Took me probably four hours to get it down to just bare metal.  I didn't cut myself once, though!


----------



## tzitzibp (Apr 29, 2008)

looks like a canvas ready to paint on....
keep us posted... 

(I think I ´ll strip mine down and start over!)


----------



## DanishDevil (Apr 29, 2008)

Not painting quite yet.  I'm going to be doing some cutting first 

DFI LANPARTY DK P35-T2RS arrived today:


----------



## DanishDevil (Apr 29, 2008)

Stuck it in the bare Cosmos S.

Red rectangles are places that I plan to cut.  Probably closer to under the motherboard, though.


----------



## tzitzibp (Apr 29, 2008)

COOL looking board.... I'm sure it performs even better!
As for the layout, and cutting you have everything well planned..... Cable management should be perfect!


----------



## DanishDevil (Apr 29, 2008)

Thanks man!  Just wait until I get some pictures of this thing under UV lights 

I'm hoping for somewhere around 400+ FSB out of it.  I'll see.

I hope the PNY XLR8's are D9s, too.

Also, my plan for the 8-pin and 24-pin:

Sleeve individual cables until they're behind the motherboard tray with UV Orange.  Then, once they're behind, sleeve every 4 wires so it's not a huge snake behind the tray, since there isn't a whole lot of room back there.

Also, what should I use to cut holes like that?  I don't want to warp the alum...


----------



## tzitzibp (Apr 29, 2008)

maybe you don't have to drill square holes.... or you can drill along the path of the rectangles and then just file down the pointing edges...

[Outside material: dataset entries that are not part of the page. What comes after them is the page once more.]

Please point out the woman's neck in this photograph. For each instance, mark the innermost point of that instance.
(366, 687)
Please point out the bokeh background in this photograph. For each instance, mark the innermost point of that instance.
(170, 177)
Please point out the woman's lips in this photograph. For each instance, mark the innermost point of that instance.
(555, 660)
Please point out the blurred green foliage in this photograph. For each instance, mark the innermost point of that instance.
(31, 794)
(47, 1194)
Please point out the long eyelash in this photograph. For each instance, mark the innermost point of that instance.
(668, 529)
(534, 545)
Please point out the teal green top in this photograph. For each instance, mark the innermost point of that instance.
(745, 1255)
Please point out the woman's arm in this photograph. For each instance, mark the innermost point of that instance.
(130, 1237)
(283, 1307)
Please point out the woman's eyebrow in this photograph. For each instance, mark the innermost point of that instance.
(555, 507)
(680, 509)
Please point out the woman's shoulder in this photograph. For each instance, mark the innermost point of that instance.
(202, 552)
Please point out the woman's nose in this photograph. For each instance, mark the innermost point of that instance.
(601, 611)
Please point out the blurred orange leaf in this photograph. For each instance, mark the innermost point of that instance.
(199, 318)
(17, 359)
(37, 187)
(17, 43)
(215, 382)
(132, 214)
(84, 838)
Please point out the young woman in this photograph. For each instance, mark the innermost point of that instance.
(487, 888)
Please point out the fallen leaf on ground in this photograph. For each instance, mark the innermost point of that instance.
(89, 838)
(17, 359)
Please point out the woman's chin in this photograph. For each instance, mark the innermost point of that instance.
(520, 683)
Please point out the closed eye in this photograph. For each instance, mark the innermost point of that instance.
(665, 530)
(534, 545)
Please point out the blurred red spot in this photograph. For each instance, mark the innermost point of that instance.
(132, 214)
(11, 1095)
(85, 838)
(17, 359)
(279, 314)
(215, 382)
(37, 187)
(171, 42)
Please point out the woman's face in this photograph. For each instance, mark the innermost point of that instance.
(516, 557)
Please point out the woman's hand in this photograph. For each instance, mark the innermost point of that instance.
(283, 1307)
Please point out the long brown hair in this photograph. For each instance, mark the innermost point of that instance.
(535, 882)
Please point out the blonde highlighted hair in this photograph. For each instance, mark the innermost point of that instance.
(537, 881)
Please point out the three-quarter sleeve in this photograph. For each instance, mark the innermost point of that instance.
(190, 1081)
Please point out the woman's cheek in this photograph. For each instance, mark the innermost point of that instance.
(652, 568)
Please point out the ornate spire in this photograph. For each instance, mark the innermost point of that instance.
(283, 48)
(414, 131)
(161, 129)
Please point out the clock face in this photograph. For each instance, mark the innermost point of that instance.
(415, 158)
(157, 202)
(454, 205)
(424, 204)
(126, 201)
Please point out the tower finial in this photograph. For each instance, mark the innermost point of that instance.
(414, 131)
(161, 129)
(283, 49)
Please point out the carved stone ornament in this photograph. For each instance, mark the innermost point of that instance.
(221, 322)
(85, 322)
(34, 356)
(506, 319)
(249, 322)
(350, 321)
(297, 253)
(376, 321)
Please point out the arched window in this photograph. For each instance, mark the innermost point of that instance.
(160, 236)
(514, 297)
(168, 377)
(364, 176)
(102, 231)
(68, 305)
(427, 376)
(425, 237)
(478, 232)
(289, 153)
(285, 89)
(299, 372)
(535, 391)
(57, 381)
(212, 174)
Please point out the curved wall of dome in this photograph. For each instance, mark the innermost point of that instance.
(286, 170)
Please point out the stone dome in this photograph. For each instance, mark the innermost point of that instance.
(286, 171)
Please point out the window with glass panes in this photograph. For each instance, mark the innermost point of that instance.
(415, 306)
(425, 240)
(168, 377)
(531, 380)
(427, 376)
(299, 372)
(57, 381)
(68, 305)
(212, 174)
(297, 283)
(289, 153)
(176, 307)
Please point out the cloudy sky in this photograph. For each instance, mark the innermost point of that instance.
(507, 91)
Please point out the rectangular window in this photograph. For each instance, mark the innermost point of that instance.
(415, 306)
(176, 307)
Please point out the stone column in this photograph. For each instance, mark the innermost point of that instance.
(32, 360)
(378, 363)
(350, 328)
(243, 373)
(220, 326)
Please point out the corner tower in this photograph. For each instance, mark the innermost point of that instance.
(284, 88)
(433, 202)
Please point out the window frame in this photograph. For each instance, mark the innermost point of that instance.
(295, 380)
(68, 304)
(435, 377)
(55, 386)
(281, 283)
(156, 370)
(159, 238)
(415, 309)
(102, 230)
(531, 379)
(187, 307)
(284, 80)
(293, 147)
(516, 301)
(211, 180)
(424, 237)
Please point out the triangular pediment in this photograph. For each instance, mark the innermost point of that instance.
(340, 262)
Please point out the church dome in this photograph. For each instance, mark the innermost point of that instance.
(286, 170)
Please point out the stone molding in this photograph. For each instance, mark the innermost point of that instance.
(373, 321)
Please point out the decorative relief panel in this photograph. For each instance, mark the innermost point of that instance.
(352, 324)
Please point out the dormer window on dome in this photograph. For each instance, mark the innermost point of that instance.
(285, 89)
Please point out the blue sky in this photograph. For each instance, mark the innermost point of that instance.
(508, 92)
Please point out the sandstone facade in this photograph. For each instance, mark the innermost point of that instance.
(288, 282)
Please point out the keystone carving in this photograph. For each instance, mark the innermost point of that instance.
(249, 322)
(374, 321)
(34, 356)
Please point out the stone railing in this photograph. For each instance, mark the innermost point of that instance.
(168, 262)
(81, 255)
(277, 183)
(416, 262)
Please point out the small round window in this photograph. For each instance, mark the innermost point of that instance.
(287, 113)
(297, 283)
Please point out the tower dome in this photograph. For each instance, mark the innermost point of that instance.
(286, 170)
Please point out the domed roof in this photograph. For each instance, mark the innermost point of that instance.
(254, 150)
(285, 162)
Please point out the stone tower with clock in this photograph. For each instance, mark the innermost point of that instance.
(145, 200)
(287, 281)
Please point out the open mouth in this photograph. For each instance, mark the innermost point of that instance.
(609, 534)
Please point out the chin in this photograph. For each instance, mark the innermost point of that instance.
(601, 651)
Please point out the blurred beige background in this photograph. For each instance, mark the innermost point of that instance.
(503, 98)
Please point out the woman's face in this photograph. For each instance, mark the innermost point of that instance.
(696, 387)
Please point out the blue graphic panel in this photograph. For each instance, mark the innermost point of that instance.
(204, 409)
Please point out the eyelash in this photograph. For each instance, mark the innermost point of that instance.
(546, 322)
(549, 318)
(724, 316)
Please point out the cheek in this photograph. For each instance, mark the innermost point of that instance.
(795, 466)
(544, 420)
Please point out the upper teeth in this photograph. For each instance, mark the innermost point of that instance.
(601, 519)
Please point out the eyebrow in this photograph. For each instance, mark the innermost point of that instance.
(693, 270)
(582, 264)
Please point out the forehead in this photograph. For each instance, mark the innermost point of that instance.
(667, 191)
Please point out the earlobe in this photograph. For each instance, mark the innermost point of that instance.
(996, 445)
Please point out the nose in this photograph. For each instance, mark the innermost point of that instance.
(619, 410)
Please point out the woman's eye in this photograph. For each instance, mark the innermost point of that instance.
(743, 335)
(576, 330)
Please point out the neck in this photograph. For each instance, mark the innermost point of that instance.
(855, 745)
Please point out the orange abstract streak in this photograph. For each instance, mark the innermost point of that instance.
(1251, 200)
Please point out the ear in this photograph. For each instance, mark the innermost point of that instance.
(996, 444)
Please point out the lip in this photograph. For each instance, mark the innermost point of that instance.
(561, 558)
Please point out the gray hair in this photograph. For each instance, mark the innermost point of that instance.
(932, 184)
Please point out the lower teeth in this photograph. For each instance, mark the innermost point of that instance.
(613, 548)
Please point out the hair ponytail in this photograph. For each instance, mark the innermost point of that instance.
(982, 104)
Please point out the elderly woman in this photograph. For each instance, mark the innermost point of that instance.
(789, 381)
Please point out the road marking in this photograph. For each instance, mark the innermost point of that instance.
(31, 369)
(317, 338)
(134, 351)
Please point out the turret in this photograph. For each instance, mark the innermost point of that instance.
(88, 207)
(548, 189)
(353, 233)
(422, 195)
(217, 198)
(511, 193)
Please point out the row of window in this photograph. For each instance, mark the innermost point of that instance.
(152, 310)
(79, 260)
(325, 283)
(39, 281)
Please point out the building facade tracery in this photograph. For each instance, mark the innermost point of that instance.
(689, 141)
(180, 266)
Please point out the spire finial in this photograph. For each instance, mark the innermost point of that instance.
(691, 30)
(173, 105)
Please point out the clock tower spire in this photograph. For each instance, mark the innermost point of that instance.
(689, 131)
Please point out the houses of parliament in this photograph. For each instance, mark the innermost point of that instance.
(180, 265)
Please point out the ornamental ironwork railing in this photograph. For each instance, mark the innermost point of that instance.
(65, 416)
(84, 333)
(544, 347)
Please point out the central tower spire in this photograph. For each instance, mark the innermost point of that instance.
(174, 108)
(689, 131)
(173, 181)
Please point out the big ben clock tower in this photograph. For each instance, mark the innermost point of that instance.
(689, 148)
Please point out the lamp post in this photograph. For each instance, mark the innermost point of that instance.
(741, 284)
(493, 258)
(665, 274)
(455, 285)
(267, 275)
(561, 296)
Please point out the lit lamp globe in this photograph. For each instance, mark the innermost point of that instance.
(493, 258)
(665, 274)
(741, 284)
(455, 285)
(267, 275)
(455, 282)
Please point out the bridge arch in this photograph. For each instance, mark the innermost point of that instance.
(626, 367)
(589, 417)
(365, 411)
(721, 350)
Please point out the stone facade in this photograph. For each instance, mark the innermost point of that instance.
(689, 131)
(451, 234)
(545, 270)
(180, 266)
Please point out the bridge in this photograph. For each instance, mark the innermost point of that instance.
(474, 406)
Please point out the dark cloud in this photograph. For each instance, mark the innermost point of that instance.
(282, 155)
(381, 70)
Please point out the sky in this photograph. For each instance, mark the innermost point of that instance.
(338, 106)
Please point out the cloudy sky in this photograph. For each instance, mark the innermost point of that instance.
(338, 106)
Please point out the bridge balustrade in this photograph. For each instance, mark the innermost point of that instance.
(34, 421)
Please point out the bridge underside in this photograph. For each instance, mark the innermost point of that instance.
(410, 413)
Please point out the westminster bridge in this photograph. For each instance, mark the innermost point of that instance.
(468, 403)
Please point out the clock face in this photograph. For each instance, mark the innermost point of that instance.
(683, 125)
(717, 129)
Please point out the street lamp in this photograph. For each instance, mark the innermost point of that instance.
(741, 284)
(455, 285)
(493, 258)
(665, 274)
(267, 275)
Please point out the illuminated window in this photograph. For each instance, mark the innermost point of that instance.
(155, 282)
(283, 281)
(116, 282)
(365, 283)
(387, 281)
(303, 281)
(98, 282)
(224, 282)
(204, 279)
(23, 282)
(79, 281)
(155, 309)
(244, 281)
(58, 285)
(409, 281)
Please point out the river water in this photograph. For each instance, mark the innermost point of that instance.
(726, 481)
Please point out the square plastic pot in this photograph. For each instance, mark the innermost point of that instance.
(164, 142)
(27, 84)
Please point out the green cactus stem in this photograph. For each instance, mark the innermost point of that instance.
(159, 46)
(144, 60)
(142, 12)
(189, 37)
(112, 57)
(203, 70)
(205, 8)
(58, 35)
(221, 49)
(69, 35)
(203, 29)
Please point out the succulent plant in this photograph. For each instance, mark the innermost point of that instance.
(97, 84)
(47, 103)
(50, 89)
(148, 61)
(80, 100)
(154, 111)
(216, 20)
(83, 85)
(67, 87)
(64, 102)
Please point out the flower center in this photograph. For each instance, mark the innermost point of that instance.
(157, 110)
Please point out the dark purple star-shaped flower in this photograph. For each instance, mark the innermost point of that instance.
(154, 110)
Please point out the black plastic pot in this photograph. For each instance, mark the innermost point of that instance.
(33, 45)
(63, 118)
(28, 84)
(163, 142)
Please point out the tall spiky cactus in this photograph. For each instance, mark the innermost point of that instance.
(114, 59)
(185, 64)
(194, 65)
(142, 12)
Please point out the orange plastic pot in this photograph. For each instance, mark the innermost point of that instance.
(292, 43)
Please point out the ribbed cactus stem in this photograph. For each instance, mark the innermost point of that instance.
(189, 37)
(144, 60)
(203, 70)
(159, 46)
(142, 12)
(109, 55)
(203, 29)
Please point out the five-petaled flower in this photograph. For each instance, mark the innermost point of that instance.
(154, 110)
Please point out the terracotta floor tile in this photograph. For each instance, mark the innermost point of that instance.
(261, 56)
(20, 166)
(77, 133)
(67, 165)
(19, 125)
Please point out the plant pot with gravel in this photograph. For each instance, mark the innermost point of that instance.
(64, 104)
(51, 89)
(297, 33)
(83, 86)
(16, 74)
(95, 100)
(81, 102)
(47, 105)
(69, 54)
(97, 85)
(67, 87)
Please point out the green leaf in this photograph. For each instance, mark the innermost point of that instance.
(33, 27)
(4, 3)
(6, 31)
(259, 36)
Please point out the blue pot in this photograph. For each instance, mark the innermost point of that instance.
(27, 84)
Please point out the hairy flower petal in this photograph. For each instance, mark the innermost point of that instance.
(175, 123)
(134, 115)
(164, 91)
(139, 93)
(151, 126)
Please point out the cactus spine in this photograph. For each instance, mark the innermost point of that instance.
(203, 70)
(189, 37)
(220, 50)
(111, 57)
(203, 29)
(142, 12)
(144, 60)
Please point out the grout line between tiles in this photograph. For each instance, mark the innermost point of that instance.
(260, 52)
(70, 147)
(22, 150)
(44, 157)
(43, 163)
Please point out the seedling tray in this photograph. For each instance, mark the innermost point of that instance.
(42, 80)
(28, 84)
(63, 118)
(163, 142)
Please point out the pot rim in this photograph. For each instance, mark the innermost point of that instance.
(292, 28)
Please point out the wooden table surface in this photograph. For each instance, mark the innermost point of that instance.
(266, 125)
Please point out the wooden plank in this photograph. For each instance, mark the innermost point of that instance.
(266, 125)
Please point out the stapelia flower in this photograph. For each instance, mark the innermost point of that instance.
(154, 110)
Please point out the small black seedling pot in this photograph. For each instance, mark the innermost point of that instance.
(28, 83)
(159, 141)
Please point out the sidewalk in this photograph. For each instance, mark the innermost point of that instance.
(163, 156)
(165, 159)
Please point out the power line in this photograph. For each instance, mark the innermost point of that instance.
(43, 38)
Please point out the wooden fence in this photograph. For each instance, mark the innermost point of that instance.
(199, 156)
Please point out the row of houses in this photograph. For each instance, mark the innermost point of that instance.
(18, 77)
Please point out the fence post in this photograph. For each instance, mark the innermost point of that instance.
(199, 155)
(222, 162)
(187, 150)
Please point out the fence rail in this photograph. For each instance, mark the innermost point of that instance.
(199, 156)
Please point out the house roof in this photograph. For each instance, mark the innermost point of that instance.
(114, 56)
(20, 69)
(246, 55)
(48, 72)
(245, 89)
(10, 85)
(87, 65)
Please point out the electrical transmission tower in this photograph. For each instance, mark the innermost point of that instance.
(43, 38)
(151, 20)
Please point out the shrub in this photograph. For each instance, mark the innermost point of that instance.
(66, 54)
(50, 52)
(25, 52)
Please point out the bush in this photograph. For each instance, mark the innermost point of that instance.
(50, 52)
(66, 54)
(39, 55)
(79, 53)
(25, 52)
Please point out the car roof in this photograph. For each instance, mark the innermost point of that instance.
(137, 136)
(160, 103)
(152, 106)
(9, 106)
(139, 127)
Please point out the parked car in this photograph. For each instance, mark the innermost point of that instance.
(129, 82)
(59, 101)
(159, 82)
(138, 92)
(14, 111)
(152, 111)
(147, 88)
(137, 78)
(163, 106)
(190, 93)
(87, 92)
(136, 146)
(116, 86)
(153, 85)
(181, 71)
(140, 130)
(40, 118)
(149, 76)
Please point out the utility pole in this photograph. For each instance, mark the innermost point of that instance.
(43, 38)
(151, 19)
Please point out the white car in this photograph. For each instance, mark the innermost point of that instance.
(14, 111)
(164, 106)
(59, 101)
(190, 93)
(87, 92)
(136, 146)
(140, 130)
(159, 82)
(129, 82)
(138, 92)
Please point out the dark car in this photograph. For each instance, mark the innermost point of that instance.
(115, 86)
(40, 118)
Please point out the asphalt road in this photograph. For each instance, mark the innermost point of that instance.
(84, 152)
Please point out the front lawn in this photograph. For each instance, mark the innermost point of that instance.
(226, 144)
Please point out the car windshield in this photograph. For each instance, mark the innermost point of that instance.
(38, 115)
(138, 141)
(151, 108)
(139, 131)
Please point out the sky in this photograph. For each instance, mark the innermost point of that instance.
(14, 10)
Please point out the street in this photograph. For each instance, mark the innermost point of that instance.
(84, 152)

another way is to use a hard nail to puncture enough holes around the space you want removed, so it easily breaks off and then file the rough edges down...

I am sure you'll figure something out, though!


----------



## Master_of_Time (Apr 30, 2008)

Nice work man! I removed the the plastic mesh from the top like you did and now I'm planning on replacing the mesh with plexi, but with mounting and vent holes for the big fan. It's not too loud for me so I'll keep it. I think I'll paint it in UV green/red and the sleeving of my my PSU. I won't cut the mo/bo tray because I feel that the holes are enough, at least for me. Again, nice work! When I start modding my beast I'll make a thread and I *hope* that I'll have some decent camera by that time.  Again, nice work!


----------



## DanishDevil (Apr 30, 2008)

Thanks man!  I should hopefully have some more pictures up soon.  My DTek Fuzion and BIX240 should have shipped today, and I went paint hunting today...I need to find a local hobby store, though...


----------



## Master_of_Time (Apr 30, 2008)

Check in an specialized artist/painters shop or whatever it was called. Try to imagine my face when I saw A.C. Ryan UV paint in a shop like that - "supplies for artists"...


----------



## Eclecticos (Apr 30, 2008)

Great job with the mesh. . Has the clean look 
Can't wait to see more.


----------



## Retratserif (May 2, 2008)

Nice, my Cosmos S is on the way


----------



## DanishDevil (May 2, 2008)

I've got the paint that I want to use.  I also have two cans of UV Orange paint on the way, and I picked up a can of self-etching primer.  I've acquired some hole saws for cable management holes as well.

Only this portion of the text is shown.